A look of disappointment crossed Larisa’s face at Yekaterina’s concise response, but that was all. There was no sign of confusion, as if such incidents were not unfamiliar to her.
Only then did Yekaterina truly face the bare essence of Larisa.
A woman without any madness or emotion, marked only by emptiness and regret.
“I dreamed I was meeting Sister Marina. It was a face I haven’t seen in a long time, perhaps half of it wasn’t even a dream…”
Larisa looked slightly fatigued. She seemed uninterested in who Yekaterina was or why she was there, or even why she herself was in this place.
“Sister Marina was Duchess Rostislav. Perhaps now it should be said that she was the former Duchess, as her son has likely succeeded…”
Mentioning a succession usually implied the predecessor’s death.
Larisa didn’t mention this part, but Yekaterina was already aware of the untold explanation.
She had heard about the death of the former Duke and Duchess of Rostislav from none other than Leonid.
– “They died in an accident, both of them.”
– “How?”
– “There was a fire.”
– “Did they both die at the same time?”
– “Father died at the scene. Mother, however”
Leonid’s explanation had been brief. Even stopped when he spoke of his mother.
But even after Larisa lost her sanity, the description of ‘Marina’, a person she still yearned for in her delirium, was enough.
Yekaterina’s curiosity was satisfied.
‘I wondered why this felt so familiar.’
The voice of Larisa, sobbing earlier, replayed in Yekaterina’s mind.

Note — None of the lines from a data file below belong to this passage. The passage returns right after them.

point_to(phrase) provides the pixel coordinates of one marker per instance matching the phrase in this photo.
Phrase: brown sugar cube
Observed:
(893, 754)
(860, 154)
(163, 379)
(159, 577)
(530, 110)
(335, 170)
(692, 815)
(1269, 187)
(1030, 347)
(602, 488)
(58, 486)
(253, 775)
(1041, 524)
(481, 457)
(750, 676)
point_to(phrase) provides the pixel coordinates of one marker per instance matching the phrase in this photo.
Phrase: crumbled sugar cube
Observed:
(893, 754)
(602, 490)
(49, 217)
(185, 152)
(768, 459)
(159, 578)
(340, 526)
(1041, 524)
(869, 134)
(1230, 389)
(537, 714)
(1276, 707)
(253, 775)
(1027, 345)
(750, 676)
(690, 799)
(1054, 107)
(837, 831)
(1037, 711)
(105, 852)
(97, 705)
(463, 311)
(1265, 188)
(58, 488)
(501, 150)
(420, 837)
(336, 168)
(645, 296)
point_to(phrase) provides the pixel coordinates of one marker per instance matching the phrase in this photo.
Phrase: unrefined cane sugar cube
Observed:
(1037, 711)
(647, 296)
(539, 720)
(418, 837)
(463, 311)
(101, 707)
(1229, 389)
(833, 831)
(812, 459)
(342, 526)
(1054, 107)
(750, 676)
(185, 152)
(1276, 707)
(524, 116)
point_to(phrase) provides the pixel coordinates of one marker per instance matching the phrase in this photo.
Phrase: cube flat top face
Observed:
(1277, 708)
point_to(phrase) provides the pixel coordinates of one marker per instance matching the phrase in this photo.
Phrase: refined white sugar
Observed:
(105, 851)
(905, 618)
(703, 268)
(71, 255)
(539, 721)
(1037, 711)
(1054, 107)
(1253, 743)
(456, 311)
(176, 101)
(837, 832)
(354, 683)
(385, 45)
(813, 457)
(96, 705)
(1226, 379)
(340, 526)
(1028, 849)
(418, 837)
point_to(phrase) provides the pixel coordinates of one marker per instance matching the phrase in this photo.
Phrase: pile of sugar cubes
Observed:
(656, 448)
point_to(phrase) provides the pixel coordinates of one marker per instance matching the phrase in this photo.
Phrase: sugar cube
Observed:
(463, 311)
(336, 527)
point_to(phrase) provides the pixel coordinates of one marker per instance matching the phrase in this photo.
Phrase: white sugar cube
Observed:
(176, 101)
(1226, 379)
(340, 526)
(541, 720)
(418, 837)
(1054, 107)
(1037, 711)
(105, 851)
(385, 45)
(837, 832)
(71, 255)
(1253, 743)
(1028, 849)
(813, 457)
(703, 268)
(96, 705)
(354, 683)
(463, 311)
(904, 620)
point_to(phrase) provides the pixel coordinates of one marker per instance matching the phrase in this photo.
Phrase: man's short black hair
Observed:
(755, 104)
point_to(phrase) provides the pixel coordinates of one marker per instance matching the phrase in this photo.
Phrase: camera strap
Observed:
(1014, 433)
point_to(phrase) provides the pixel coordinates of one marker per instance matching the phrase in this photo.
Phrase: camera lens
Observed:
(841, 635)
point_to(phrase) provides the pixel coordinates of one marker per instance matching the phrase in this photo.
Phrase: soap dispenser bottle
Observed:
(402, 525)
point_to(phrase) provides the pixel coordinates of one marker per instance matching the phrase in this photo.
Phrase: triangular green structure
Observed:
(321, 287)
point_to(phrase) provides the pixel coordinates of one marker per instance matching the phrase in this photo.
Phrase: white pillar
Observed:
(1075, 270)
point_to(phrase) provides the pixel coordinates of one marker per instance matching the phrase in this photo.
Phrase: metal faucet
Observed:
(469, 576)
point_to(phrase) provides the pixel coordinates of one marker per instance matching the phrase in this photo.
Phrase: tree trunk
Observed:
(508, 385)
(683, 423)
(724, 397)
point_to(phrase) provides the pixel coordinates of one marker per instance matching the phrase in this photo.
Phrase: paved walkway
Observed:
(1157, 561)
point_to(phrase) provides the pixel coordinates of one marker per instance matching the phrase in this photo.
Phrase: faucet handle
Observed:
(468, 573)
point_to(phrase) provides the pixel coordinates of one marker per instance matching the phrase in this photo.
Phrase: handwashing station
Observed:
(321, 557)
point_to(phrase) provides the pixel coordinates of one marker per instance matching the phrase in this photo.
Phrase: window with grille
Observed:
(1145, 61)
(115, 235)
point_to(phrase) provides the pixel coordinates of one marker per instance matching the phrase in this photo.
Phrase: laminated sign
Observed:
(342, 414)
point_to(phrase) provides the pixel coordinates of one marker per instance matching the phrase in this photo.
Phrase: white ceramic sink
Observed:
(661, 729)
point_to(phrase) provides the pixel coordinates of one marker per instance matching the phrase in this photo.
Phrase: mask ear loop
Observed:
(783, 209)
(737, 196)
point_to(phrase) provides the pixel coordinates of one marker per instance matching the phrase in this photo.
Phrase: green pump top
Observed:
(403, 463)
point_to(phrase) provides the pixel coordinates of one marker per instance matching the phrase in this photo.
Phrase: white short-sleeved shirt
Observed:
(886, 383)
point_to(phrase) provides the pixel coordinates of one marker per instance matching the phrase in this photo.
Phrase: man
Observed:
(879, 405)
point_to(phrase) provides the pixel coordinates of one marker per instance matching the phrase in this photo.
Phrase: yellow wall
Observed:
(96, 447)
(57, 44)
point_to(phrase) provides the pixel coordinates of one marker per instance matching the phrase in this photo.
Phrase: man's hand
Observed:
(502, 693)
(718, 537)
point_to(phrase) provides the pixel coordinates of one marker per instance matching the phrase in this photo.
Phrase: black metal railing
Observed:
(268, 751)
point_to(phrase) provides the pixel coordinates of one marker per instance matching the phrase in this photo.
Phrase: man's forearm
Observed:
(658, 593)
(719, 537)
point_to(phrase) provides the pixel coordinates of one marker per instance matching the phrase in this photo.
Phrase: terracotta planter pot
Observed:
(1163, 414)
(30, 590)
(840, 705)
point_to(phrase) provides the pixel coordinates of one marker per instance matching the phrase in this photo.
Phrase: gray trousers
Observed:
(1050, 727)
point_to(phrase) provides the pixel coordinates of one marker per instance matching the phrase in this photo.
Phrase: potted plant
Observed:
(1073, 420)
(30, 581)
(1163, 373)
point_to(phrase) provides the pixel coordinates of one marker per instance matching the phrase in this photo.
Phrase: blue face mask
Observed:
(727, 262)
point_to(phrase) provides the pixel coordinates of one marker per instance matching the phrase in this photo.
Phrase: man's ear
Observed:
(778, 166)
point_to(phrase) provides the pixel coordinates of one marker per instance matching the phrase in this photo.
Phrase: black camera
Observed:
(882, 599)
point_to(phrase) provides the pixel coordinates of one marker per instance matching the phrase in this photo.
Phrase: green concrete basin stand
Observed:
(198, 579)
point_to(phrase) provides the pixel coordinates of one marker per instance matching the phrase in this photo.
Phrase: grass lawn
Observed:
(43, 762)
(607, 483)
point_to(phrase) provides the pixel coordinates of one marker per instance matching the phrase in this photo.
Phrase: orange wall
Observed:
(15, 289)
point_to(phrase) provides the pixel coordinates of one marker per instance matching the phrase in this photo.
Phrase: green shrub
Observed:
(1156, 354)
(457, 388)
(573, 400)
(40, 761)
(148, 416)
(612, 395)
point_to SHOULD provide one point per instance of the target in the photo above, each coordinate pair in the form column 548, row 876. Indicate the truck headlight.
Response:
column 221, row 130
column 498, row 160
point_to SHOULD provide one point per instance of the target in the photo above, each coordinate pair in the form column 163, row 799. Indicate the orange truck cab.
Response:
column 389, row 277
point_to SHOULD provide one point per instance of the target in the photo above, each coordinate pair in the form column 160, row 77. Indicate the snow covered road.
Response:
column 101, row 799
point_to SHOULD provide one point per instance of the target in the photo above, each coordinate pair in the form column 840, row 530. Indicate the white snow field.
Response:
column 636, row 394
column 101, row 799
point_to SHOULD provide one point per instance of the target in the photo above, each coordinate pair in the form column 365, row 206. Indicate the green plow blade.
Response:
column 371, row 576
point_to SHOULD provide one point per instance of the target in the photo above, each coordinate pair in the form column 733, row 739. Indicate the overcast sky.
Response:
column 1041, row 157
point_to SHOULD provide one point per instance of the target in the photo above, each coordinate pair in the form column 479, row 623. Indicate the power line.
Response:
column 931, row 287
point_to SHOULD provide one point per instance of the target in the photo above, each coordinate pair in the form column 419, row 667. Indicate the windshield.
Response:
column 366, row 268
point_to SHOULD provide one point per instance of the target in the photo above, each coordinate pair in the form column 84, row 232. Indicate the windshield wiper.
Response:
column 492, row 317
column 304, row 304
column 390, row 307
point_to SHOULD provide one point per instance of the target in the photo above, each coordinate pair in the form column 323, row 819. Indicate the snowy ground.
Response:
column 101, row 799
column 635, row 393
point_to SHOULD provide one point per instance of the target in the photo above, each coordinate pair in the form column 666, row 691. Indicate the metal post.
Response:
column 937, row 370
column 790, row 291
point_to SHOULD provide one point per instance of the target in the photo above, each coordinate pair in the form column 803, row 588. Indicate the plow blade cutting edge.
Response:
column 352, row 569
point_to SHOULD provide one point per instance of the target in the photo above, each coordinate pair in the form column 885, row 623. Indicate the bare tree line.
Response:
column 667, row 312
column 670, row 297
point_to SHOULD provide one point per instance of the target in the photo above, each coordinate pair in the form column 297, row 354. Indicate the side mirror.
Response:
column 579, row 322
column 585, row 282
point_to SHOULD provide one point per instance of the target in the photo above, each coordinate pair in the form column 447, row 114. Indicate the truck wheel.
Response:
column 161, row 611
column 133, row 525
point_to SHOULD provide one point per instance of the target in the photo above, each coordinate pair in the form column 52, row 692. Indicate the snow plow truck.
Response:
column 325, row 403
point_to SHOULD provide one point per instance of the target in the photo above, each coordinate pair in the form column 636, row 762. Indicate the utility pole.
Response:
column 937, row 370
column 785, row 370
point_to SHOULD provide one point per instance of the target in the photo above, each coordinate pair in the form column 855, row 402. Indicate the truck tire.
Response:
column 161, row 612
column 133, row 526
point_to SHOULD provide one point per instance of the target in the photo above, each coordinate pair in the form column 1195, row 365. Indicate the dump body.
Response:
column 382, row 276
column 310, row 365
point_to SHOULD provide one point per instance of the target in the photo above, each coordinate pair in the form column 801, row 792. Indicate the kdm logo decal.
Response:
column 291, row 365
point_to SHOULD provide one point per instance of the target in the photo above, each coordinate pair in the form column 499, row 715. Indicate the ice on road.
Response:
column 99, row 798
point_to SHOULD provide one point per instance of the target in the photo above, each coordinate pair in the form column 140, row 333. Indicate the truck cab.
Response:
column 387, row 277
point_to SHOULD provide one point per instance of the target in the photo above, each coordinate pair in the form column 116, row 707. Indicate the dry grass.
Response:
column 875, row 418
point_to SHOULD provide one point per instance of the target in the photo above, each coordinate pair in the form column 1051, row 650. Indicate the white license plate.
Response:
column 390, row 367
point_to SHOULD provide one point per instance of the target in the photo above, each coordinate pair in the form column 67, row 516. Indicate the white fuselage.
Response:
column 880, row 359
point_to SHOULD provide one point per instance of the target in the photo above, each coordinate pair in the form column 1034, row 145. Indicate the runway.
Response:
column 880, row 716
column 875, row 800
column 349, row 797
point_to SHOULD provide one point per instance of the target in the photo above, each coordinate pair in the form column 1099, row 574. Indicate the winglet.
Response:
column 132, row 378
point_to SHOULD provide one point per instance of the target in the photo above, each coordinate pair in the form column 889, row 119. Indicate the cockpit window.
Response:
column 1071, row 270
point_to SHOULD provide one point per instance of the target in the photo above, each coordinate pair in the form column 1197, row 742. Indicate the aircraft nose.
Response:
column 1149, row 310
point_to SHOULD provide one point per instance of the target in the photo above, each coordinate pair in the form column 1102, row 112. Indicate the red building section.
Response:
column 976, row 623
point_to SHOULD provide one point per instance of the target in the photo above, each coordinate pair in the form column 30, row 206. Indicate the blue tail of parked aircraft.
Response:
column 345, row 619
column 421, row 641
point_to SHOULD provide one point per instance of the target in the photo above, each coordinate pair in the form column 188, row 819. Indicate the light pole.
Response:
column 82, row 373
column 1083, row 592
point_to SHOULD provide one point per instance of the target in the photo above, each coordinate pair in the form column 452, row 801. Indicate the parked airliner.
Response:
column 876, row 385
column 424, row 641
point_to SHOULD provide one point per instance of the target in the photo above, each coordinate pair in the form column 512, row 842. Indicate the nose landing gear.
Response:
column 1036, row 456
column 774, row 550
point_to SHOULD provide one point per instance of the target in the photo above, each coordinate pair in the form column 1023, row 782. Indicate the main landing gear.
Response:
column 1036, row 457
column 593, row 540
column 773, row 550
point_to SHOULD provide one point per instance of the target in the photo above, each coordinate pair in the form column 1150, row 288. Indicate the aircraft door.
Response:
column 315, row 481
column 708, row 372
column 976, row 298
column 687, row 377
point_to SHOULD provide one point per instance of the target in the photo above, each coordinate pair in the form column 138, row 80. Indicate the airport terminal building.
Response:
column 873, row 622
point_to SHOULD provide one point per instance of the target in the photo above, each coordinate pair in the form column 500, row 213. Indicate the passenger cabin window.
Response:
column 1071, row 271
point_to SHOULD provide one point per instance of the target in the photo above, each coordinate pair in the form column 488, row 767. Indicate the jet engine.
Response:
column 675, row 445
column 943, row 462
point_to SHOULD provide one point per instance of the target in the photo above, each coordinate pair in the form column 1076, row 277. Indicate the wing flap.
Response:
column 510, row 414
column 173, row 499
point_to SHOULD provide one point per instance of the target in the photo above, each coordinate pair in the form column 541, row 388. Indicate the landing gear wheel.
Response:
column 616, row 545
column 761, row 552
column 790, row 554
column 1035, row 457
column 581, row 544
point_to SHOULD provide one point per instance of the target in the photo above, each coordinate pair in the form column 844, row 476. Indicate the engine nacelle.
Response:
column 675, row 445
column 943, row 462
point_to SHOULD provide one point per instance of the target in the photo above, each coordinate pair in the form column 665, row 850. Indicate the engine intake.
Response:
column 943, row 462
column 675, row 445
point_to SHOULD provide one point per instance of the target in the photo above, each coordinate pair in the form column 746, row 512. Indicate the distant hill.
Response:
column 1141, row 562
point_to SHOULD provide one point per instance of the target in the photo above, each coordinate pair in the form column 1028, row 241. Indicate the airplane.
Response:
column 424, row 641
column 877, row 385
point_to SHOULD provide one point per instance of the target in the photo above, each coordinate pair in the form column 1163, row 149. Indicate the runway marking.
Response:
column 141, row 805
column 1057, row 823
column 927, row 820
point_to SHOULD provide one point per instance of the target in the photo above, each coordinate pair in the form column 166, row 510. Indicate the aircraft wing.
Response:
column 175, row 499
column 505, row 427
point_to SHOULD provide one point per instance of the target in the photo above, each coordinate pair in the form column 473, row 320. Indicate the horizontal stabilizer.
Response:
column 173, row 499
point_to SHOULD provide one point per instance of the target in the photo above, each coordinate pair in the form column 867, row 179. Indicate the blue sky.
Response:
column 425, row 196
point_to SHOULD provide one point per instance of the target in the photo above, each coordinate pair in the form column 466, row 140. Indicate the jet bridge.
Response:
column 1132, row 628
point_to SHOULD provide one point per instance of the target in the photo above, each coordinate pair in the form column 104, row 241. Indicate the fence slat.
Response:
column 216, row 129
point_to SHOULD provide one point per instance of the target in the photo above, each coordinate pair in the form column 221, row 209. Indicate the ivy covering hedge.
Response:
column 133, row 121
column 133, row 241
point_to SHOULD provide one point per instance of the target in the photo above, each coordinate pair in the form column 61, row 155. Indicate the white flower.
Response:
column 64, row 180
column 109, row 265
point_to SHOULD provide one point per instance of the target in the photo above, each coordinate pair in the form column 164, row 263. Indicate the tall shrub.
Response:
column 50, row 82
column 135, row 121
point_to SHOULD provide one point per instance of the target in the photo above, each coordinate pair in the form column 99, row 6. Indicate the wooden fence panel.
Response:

– “It’s all my fault… I should have died there too… Sister… Sister…”
The voice soaked in regret and mourning strangely felt familiar.
Not just the voice. The regret that colored Larisa’s face, the expression filled in emptiness. Once stripped of her madness, Larisa’s features bore a striking resemblance to Yekaterina’s.
Realizing this, Yekaterina felt the source of the strange compassion she had been experiencing. It showed her why she so uncharacteristically found the woman before her so pitiable.